Change from LIFO to FIFO: Year by Year Retained Earnings Calculations
Refer to Practice 20 5. Compute (1) the retrospectively recalculated Retained Earnings balances as of December 31, 2006, and December 31, 2007, and (2) the Retained Earnings balance as of December 31, 2008, after the change to FIFO is made. Note that the company does not pay dividends.
Practice 20 5
Change from LIFO to FIFO: First Year Retained Earnings
As of January 1, 2008, the company decided to change from the LIFO method of inventory valuation to the FIFO method. The change is being made for both book and tax purposes.

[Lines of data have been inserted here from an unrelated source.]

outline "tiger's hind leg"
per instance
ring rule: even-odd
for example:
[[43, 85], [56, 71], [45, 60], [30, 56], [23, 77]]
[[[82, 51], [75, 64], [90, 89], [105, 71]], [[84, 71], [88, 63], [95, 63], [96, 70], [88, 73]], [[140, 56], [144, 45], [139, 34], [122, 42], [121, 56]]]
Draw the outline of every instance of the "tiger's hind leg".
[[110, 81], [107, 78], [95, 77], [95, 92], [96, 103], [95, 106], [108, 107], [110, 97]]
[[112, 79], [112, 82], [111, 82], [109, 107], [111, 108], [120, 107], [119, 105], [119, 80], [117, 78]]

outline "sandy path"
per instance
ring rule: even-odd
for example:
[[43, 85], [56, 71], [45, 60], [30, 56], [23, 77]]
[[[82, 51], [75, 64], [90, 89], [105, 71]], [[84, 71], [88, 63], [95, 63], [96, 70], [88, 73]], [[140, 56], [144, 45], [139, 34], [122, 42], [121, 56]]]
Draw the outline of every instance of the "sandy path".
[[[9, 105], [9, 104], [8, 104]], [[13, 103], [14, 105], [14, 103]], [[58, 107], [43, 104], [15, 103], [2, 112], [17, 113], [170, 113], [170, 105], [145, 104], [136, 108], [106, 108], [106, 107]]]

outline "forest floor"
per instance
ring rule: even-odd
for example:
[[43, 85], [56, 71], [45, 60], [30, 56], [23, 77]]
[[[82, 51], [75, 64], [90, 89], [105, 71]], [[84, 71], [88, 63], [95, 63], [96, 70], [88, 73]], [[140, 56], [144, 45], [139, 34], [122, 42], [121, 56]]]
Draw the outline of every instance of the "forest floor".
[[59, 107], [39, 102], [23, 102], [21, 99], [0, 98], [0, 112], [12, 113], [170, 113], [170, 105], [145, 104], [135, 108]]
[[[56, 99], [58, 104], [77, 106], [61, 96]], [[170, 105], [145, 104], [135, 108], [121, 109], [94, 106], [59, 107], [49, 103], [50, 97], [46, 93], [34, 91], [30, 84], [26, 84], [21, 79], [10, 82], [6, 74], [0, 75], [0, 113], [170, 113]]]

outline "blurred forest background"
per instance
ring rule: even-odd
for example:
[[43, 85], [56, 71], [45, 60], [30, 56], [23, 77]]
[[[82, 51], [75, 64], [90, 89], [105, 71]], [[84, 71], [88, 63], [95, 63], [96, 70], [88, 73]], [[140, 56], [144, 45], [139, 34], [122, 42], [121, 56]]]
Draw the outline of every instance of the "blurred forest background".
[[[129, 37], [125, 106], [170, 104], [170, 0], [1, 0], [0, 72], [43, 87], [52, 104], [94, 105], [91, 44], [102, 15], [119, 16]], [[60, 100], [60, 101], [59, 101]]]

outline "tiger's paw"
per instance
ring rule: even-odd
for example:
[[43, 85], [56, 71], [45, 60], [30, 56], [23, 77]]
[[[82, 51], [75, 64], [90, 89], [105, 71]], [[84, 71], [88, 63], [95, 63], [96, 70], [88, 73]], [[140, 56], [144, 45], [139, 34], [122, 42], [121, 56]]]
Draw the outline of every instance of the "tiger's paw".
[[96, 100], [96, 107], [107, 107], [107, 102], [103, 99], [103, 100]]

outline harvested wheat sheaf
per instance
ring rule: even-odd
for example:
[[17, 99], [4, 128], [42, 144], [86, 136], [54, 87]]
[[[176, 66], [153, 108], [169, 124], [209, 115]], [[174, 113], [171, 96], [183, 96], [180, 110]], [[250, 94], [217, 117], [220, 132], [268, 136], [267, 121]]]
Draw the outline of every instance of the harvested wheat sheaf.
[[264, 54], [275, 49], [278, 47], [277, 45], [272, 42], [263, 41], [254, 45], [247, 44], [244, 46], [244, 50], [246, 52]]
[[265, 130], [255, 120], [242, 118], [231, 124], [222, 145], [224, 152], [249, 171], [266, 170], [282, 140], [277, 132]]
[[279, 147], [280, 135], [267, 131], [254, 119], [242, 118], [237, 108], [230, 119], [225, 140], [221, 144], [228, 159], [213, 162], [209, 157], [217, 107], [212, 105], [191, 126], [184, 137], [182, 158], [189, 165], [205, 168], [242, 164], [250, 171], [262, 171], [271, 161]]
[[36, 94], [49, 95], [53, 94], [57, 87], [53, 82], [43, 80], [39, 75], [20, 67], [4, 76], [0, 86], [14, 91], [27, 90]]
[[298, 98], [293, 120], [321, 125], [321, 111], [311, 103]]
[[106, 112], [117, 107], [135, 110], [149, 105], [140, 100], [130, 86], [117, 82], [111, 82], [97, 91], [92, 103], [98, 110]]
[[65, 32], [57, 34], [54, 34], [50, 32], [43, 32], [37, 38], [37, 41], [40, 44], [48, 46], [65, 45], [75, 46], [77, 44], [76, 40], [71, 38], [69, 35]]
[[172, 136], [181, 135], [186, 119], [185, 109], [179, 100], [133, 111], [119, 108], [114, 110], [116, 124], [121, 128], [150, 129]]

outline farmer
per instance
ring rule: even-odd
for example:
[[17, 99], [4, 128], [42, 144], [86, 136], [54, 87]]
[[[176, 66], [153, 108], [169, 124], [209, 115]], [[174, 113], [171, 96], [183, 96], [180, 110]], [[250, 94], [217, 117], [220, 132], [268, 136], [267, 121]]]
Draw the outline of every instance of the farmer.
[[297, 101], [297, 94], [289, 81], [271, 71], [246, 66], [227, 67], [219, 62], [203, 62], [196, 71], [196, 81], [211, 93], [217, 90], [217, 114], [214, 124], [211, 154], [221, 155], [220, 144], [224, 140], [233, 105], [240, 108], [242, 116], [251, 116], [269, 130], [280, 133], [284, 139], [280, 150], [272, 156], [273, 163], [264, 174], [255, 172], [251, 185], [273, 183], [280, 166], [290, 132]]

Data for the past four years (including 2008) are as follows:
|
2008 |
2007 |
2006 |
2005 |
Sales |
$2,000 |
$1,500 |
$1,200 |
$1,000 |
Cost of goods sold—LIFO |
1,200 |
900 |
720 |
600 |
Ending inventory—LIFO |
200 |
150 |
120 |
100 |
Ending income taxes payable—LIFO |
n/a |
240 |
192 |
160 |
Ending retained earnings—LIFO |
1,668 |
1,188 |
828 |
540 |
Cost of goods sold—FIFO |
1,170 |
880 |
710 |
595 |
Ending inventory—FIFO |
300 |
220 |
170 |
140 |
The ending income taxes payable—LIFO amount is not given because, in 2008, income taxes payable will be computed using the newly adopted FIFO numbers. As you can see from the prior years, it is the practice of the company to pay all income taxes in the subsequent year. The company’s income tax rate is 40%, and the company has no expenses except for cost of goods sold and income tax expense.